I'd also like to mention that we do not have a static IP, it just changes less often than it did with DSL.
 http://www.kabeldeutschland.de/portal/faq/article/id/631 (German)
People will start to care when IPv6 takeup hits critical mass and we start seeing services optimised for it. When people start seeing services they want to use not working as well through layers of NAT, they start asking their ISPs why they are having a problem and their friends on other ISPs aren't. Maybe at some point services will start charging a premium for IPv4 access (so IPv6 users aren't subsidising those who haven't moved forward yet) like on retail business did for IE6/7 users (http://www.bbc.co.uk/news/technology-18440979) then people will care. That seems extreme though and might alienate users, less severe option would be to serve more adverts.
There are some places where things are already heading towards being IPv6 only. A friend of mine noticed this when out east for a work related trip, the hotel he was in provided Internet access but IPv6 only internally.
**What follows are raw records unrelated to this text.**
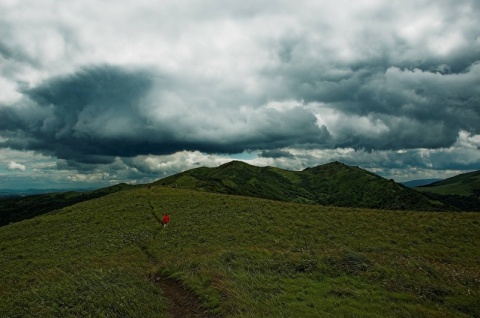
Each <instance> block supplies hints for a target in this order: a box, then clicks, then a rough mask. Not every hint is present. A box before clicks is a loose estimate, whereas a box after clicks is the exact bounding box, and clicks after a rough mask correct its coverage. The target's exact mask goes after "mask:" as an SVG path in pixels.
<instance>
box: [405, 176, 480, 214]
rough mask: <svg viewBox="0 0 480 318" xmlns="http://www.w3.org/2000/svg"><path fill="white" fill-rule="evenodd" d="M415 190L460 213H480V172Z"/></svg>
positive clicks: (433, 183)
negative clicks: (457, 211)
mask: <svg viewBox="0 0 480 318" xmlns="http://www.w3.org/2000/svg"><path fill="white" fill-rule="evenodd" d="M415 189H416V190H418V191H420V192H421V193H423V195H425V196H426V197H428V198H430V199H431V200H436V201H441V202H443V203H444V204H446V205H449V206H452V207H454V208H456V209H457V210H458V211H477V212H478V211H480V171H474V172H468V173H462V174H459V175H457V176H454V177H451V178H448V179H445V180H442V181H438V182H433V183H431V184H428V185H424V186H421V187H416V188H415Z"/></svg>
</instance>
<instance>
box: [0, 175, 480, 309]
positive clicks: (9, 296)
mask: <svg viewBox="0 0 480 318" xmlns="http://www.w3.org/2000/svg"><path fill="white" fill-rule="evenodd" d="M226 168H227V169H228V168H229V167H228V166H227V167H223V169H226ZM327 168H328V167H327ZM250 169H252V172H251V173H253V171H256V168H251V167H250ZM205 171H206V170H205ZM347 171H349V170H347ZM219 173H221V172H220V171H219ZM286 177H289V178H294V177H292V176H291V175H290V174H288V173H287V174H286ZM372 177H374V176H372ZM307 179H308V178H307ZM293 181H297V179H293ZM163 213H168V214H170V217H171V218H170V219H171V222H170V224H169V225H168V226H167V227H166V228H164V227H163V226H162V225H161V224H160V223H159V221H158V220H159V219H160V218H161V215H162V214H163ZM479 241H480V214H478V213H452V212H442V213H432V212H399V211H386V210H384V211H380V210H368V209H359V208H340V207H331V206H321V205H307V204H296V203H291V202H281V201H273V200H266V199H260V198H253V197H247V196H238V195H225V194H217V193H210V192H205V191H192V190H188V189H176V188H171V187H162V186H151V187H150V188H149V187H147V186H144V187H134V188H130V189H125V190H124V191H116V192H112V193H111V194H108V195H104V196H101V197H98V198H94V199H90V200H87V201H83V202H78V203H76V204H74V205H70V206H68V207H63V208H60V209H58V210H55V211H52V212H50V213H47V214H44V215H41V216H36V217H34V218H31V219H29V220H24V221H21V222H16V223H12V224H9V225H6V226H3V227H0V268H1V269H2V272H1V275H0V299H1V301H0V317H146V318H148V317H152V318H153V317H160V318H162V317H185V316H189V315H188V314H182V313H180V314H178V315H177V316H175V315H173V314H172V312H175V311H173V310H172V309H171V308H172V306H171V305H170V303H171V302H170V301H169V299H170V298H171V297H176V295H177V294H178V293H177V292H175V293H174V292H173V291H172V289H171V288H167V287H166V286H165V285H166V284H165V283H164V282H170V283H172V282H176V283H177V286H182V288H183V289H179V290H189V291H190V292H191V293H193V294H194V295H196V299H197V300H198V301H199V302H200V304H201V310H200V314H198V315H196V317H235V318H240V317H252V318H255V317H330V316H331V317H465V318H467V317H479V316H480V303H479V302H478V299H479V297H480V277H479V271H478V259H480V250H479V249H478V244H477V242H479ZM180 293H182V294H183V292H180ZM172 294H173V296H172ZM169 297H170V298H169ZM189 304H190V305H189ZM191 304H194V306H195V307H197V306H198V303H197V302H196V301H195V302H187V303H186V304H185V306H192V305H191ZM169 312H170V315H169V314H168V313H169Z"/></svg>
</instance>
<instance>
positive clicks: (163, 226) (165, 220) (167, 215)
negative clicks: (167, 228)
mask: <svg viewBox="0 0 480 318" xmlns="http://www.w3.org/2000/svg"><path fill="white" fill-rule="evenodd" d="M168 222H170V217H169V216H168V214H167V213H165V214H164V215H163V227H166V226H167V224H168Z"/></svg>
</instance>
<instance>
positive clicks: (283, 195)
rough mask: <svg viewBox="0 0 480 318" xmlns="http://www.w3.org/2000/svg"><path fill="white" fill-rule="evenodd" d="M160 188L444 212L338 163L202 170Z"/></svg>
mask: <svg viewBox="0 0 480 318" xmlns="http://www.w3.org/2000/svg"><path fill="white" fill-rule="evenodd" d="M155 184H158V185H168V186H176V187H180V188H189V189H197V190H203V191H209V192H217V193H225V194H236V195H243V196H252V197H260V198H267V199H272V200H280V201H290V202H298V203H312V204H322V205H333V206H343V207H361V208H374V209H395V210H424V211H425V210H439V209H446V206H445V205H444V204H433V203H432V201H430V200H428V199H427V198H426V197H425V196H423V195H422V194H420V193H419V192H417V191H415V190H412V189H409V188H407V187H405V186H403V185H401V184H397V183H395V182H394V181H393V180H386V179H384V178H382V177H380V176H378V175H375V174H373V173H370V172H368V171H366V170H363V169H361V168H358V167H350V166H347V165H344V164H342V163H339V162H333V163H329V164H326V165H322V166H318V167H314V168H307V169H305V170H303V171H287V170H282V169H279V168H273V167H262V168H261V167H255V166H252V165H249V164H246V163H244V162H240V161H232V162H229V163H227V164H224V165H222V166H220V167H218V168H204V167H202V168H197V169H192V170H189V171H186V172H183V173H180V174H177V175H174V176H170V177H167V178H165V179H161V180H159V181H157V182H156V183H155Z"/></svg>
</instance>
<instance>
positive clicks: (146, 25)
mask: <svg viewBox="0 0 480 318" xmlns="http://www.w3.org/2000/svg"><path fill="white" fill-rule="evenodd" d="M0 10H1V11H2V16H1V17H0V85H1V87H2V94H1V97H0V147H1V148H3V149H7V148H8V149H12V150H18V151H35V152H36V153H39V154H43V155H45V156H49V157H51V158H53V160H58V162H57V169H66V170H68V171H73V172H80V171H83V172H86V171H90V173H92V174H93V173H95V175H98V176H100V175H101V176H102V177H101V178H107V179H108V178H110V177H111V178H113V177H112V175H113V174H114V173H112V171H117V172H118V171H123V172H124V175H123V178H126V179H135V178H143V177H145V176H147V175H149V174H156V176H158V174H163V173H174V172H178V171H175V169H170V168H168V169H166V168H165V167H167V166H175V165H171V164H169V162H170V161H169V160H179V158H180V157H181V155H178V154H189V155H186V156H187V157H189V158H194V157H198V156H200V157H201V158H203V159H202V160H205V161H202V160H199V161H190V160H187V161H188V163H187V162H186V161H185V162H184V163H185V164H184V165H182V167H180V166H177V169H178V170H182V169H185V168H191V167H193V165H194V164H195V163H196V162H197V163H198V162H200V163H202V164H203V163H205V162H206V163H209V164H212V165H214V163H213V162H215V163H216V164H218V163H219V162H222V161H223V160H224V159H222V158H225V157H224V155H228V154H234V153H242V152H243V153H254V154H256V155H257V157H256V159H255V160H256V161H255V162H253V163H264V164H275V165H279V166H283V167H285V168H304V167H305V166H306V165H316V164H320V163H324V162H326V161H329V160H342V161H346V162H351V163H352V164H355V163H357V164H358V163H362V164H363V165H364V166H368V168H370V169H383V170H385V171H386V170H388V169H400V168H401V167H402V166H403V167H404V168H408V167H417V168H418V169H427V168H429V169H433V170H435V169H437V170H438V169H457V170H458V169H480V154H479V152H480V150H479V148H478V147H479V145H478V142H477V141H476V140H478V136H480V125H479V124H478V123H479V122H480V86H479V85H478V83H479V82H480V60H479V56H480V31H479V29H478V26H477V20H478V18H477V17H478V15H479V14H480V6H479V5H478V3H477V2H476V1H473V0H471V1H468V0H464V1H437V2H434V1H426V0H425V1H390V2H383V1H369V2H358V3H352V2H351V1H337V2H335V4H333V3H315V2H311V1H299V2H295V3H293V2H289V1H275V2H273V1H262V2H261V3H258V2H254V1H242V2H241V3H236V4H233V5H229V6H226V5H225V4H224V3H223V2H221V1H208V2H193V1H191V2H181V3H179V2H174V1H162V2H161V3H159V4H152V3H151V2H149V1H131V2H129V1H127V2H125V3H122V5H119V4H117V3H115V2H109V1H106V2H102V3H98V2H93V1H84V2H82V3H75V2H70V1H64V2H62V3H61V4H59V3H56V2H54V1H44V2H42V3H39V2H38V1H23V2H21V3H20V2H17V1H3V2H2V3H0ZM466 140H469V142H466ZM472 140H473V141H472ZM472 145H473V146H472ZM465 153H468V156H469V159H468V160H466V159H465V158H463V159H462V156H463V155H464V154H465ZM200 154H201V155H200ZM352 154H355V155H354V156H353V157H354V158H351V155H352ZM425 154H428V155H425ZM211 156H214V157H211ZM367 157H368V158H369V159H368V160H363V159H361V158H367ZM160 158H161V159H160ZM207 158H208V159H207ZM215 158H216V159H215ZM375 158H378V160H377V159H375ZM162 160H163V161H162ZM160 161H162V162H163V163H161V162H160ZM13 162H16V161H15V160H13ZM154 162H155V164H153V163H154ZM372 162H375V163H376V164H370V163H372ZM162 166H163V167H164V168H165V170H162V169H163V168H161V167H162ZM383 170H382V171H383ZM167 171H168V172H167ZM385 171H383V174H388V173H386V172H385ZM392 171H393V170H392ZM422 171H423V170H422ZM85 175H86V174H85ZM107 175H108V176H107ZM99 178H100V177H99ZM114 179H115V180H117V178H116V177H115V178H114Z"/></svg>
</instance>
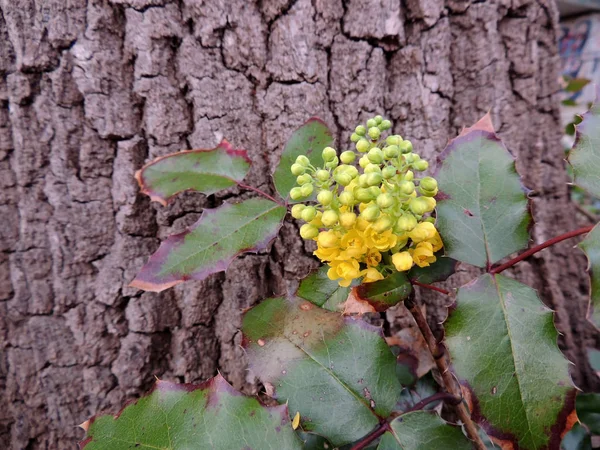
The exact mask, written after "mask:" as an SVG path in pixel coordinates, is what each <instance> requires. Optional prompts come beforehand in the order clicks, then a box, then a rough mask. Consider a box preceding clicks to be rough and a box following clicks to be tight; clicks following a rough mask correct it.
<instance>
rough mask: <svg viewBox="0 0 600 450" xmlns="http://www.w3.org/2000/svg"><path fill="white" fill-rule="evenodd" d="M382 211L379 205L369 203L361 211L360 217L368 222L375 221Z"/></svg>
mask: <svg viewBox="0 0 600 450" xmlns="http://www.w3.org/2000/svg"><path fill="white" fill-rule="evenodd" d="M380 213H381V211H380V210H379V207H378V206H377V205H369V206H367V207H366V208H365V209H364V210H363V212H361V213H360V217H362V218H363V219H365V220H366V221H368V222H373V221H374V220H376V219H377V217H379V214H380Z"/></svg>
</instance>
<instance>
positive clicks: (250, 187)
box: [238, 183, 285, 206]
mask: <svg viewBox="0 0 600 450" xmlns="http://www.w3.org/2000/svg"><path fill="white" fill-rule="evenodd" d="M238 186H239V187H241V188H243V189H248V190H250V191H254V192H258V193H259V194H260V195H262V196H263V197H266V198H268V199H269V200H273V201H274V202H275V203H277V204H278V205H281V206H285V203H283V202H280V201H279V200H275V199H274V198H273V197H271V196H270V195H269V194H267V193H266V192H264V191H261V190H260V189H258V188H255V187H254V186H248V185H247V184H242V183H238Z"/></svg>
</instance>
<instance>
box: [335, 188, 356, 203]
mask: <svg viewBox="0 0 600 450" xmlns="http://www.w3.org/2000/svg"><path fill="white" fill-rule="evenodd" d="M338 200H339V201H340V203H341V204H342V205H346V206H352V205H354V195H353V194H352V192H350V191H344V192H342V193H341V194H340V196H339V198H338Z"/></svg>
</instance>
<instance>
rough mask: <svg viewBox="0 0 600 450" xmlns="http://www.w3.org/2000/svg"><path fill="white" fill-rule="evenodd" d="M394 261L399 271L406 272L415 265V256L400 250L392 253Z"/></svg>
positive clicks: (392, 255)
mask: <svg viewBox="0 0 600 450" xmlns="http://www.w3.org/2000/svg"><path fill="white" fill-rule="evenodd" d="M392 263H393V264H394V267H396V270H397V271H398V272H405V271H407V270H409V269H410V268H411V267H412V265H413V258H412V256H411V254H410V253H409V252H400V253H395V254H393V255H392Z"/></svg>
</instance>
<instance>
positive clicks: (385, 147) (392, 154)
mask: <svg viewBox="0 0 600 450" xmlns="http://www.w3.org/2000/svg"><path fill="white" fill-rule="evenodd" d="M399 154H400V150H398V146H397V145H389V146H387V147H385V148H384V149H383V156H384V157H385V159H392V158H395V157H397V156H398V155H399Z"/></svg>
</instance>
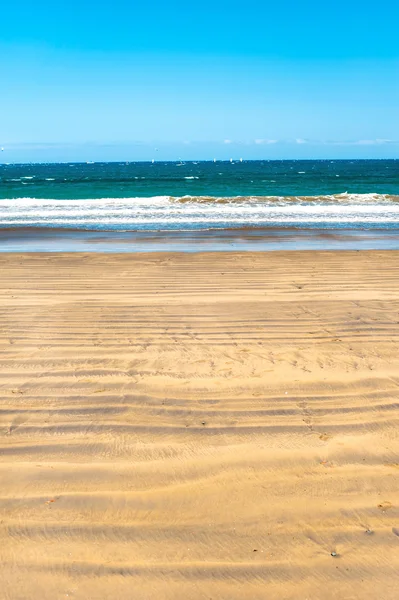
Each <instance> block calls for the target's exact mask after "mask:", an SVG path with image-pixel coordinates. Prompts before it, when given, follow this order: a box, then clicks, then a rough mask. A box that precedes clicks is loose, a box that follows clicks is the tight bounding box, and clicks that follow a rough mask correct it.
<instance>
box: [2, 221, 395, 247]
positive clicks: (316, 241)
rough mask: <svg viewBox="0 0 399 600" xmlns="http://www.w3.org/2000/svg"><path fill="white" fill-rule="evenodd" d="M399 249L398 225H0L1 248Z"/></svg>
mask: <svg viewBox="0 0 399 600" xmlns="http://www.w3.org/2000/svg"><path fill="white" fill-rule="evenodd" d="M276 250H277V251H282V250H399V231H398V230H397V229H377V228H371V229H364V228H359V229H348V228H342V229H338V228H336V229H327V228H326V229H323V228H320V227H318V228H313V229H312V228H305V227H298V228H296V227H245V228H244V227H242V228H233V229H202V230H201V229H197V230H195V231H184V230H175V231H172V230H169V231H119V230H111V231H109V230H108V231H107V230H104V231H101V230H98V231H95V230H85V229H69V228H65V229H63V228H53V227H15V228H11V227H10V228H3V229H2V228H0V253H2V252H6V253H8V252H106V253H108V252H112V253H124V252H129V253H131V252H144V253H147V252H232V251H233V252H268V251H276Z"/></svg>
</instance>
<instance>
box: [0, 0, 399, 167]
mask: <svg viewBox="0 0 399 600" xmlns="http://www.w3.org/2000/svg"><path fill="white" fill-rule="evenodd" d="M398 22H399V2H397V1H393V0H385V2H383V3H376V2H370V1H368V0H365V1H363V2H361V1H359V0H352V1H350V2H348V1H346V2H344V1H342V0H337V1H335V2H330V3H325V2H324V3H323V2H320V1H317V2H316V1H314V0H303V1H302V2H279V3H274V2H273V3H269V2H267V1H265V0H264V1H261V0H257V1H254V0H246V1H245V2H244V1H241V2H237V1H235V0H230V1H228V2H227V1H225V0H218V1H213V2H210V1H209V0H205V1H202V2H197V3H192V2H190V3H188V2H182V1H180V0H179V1H174V0H170V1H169V2H167V1H166V0H163V1H161V0H152V2H143V1H141V2H132V1H130V2H128V1H125V0H114V1H113V2H104V1H101V0H98V1H96V2H94V1H91V0H86V1H85V2H82V1H80V2H77V1H76V0H68V1H61V0H58V1H57V2H54V1H53V2H49V1H41V0H38V1H37V2H32V1H31V0H30V1H29V2H28V1H27V0H20V1H19V2H18V3H17V2H14V3H8V2H7V3H6V4H5V5H3V6H2V10H1V21H0V81H1V83H2V85H1V96H0V109H1V110H0V145H1V146H3V147H4V152H2V153H1V155H0V160H1V161H3V162H15V161H30V160H32V161H41V160H43V161H47V160H125V159H126V160H135V159H136V160H140V159H143V160H151V159H152V158H155V159H157V158H159V159H171V160H173V159H177V158H187V159H190V158H192V159H196V158H213V157H216V158H221V159H223V158H230V157H234V158H236V157H241V156H242V157H244V158H318V157H320V158H325V157H332V158H339V157H342V158H345V157H358V158H362V157H364V158H368V157H376V158H379V157H381V158H382V157H397V156H398V155H399V44H398V42H397V24H398Z"/></svg>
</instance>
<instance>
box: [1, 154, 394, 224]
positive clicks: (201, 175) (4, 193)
mask: <svg viewBox="0 0 399 600" xmlns="http://www.w3.org/2000/svg"><path fill="white" fill-rule="evenodd" d="M287 227H288V228H289V227H295V228H306V229H329V230H331V229H345V228H350V229H365V230H370V229H373V228H374V229H389V230H393V229H398V228H399V160H319V161H310V160H306V161H287V160H284V161H242V162H241V161H232V162H179V163H176V162H155V163H144V162H140V163H90V164H87V163H85V164H78V163H66V164H19V165H11V164H2V165H1V164H0V228H2V229H4V228H55V229H73V230H76V229H83V230H88V231H147V232H148V231H198V230H208V231H209V230H215V229H218V230H219V231H220V230H223V229H224V230H231V229H233V228H241V229H242V228H249V229H251V228H287Z"/></svg>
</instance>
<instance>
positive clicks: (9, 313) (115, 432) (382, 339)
mask: <svg viewBox="0 0 399 600" xmlns="http://www.w3.org/2000/svg"><path fill="white" fill-rule="evenodd" d="M0 269H1V271H0V273H1V289H0V345H1V358H0V369H1V378H0V396H1V405H0V406H1V411H0V420H1V422H0V436H1V439H0V561H1V570H0V598H1V599H6V600H9V599H12V600H27V599H29V600H30V599H33V600H39V599H40V600H47V599H49V600H59V599H63V598H70V599H73V600H97V599H98V600H105V599H107V600H108V599H109V600H114V599H116V600H125V599H126V600H131V599H132V600H144V599H145V600H149V599H151V600H152V599H154V600H163V599H170V600H180V599H182V600H183V599H184V600H186V599H189V600H191V599H194V600H197V599H203V598H204V599H211V598H212V599H213V600H216V599H224V600H235V599H237V600H238V599H240V600H241V599H248V600H258V599H259V600H274V599H276V600H277V599H278V600H280V599H300V600H304V599H308V600H319V599H330V598H337V599H339V600H350V599H359V598H361V599H362V600H363V599H369V598H370V599H373V600H375V599H377V598H378V599H382V600H387V599H396V598H398V594H399V576H398V573H399V511H398V505H399V493H398V489H399V434H398V416H399V400H398V391H399V352H398V350H399V348H398V341H399V325H398V322H399V252H393V251H392V252H360V253H359V252H325V253H323V252H298V253H296V252H287V253H280V252H277V253H243V254H239V253H220V254H213V253H204V254H192V255H190V254H166V253H165V254H152V255H150V254H141V255H140V254H136V255H134V254H125V255H115V254H109V255H103V254H91V255H87V254H14V255H11V254H10V255H5V254H3V255H1V256H0Z"/></svg>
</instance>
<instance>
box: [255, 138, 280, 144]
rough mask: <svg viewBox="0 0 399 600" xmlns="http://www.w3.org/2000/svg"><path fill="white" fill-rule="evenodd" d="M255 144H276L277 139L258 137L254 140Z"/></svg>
mask: <svg viewBox="0 0 399 600" xmlns="http://www.w3.org/2000/svg"><path fill="white" fill-rule="evenodd" d="M254 142H255V144H277V142H278V140H264V139H258V140H254Z"/></svg>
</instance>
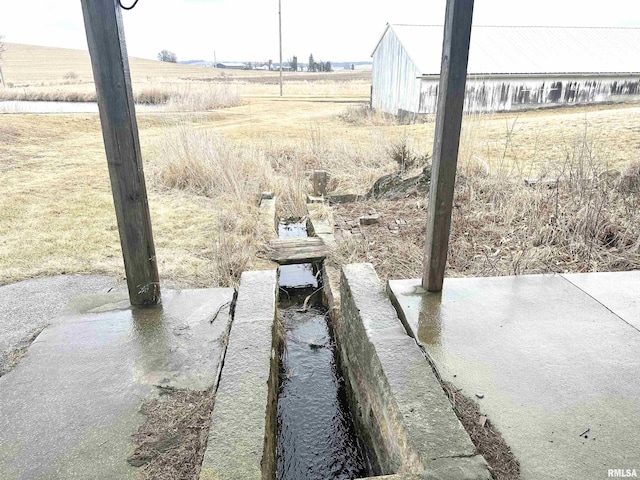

They provided a 6-to-4 gateway so IPv4 only sites worked fine (with everyone from several places looking to be coming from the same address) but your device had to speak IPv6 to connect to the network in the first place (which his phone didn't).
When I'm working from outside home, I use a tinc VPN to access my IPv6 services, and also redirect my IPv6 traffic through my home network.
Other fun experiment: if you are ipv6-enabled, look at the percentage of bittorrent peers who are in ipv6 vs ipv4. IPv6 is growing.
It will be a deal in 1-2 years. The world rotates fast these days.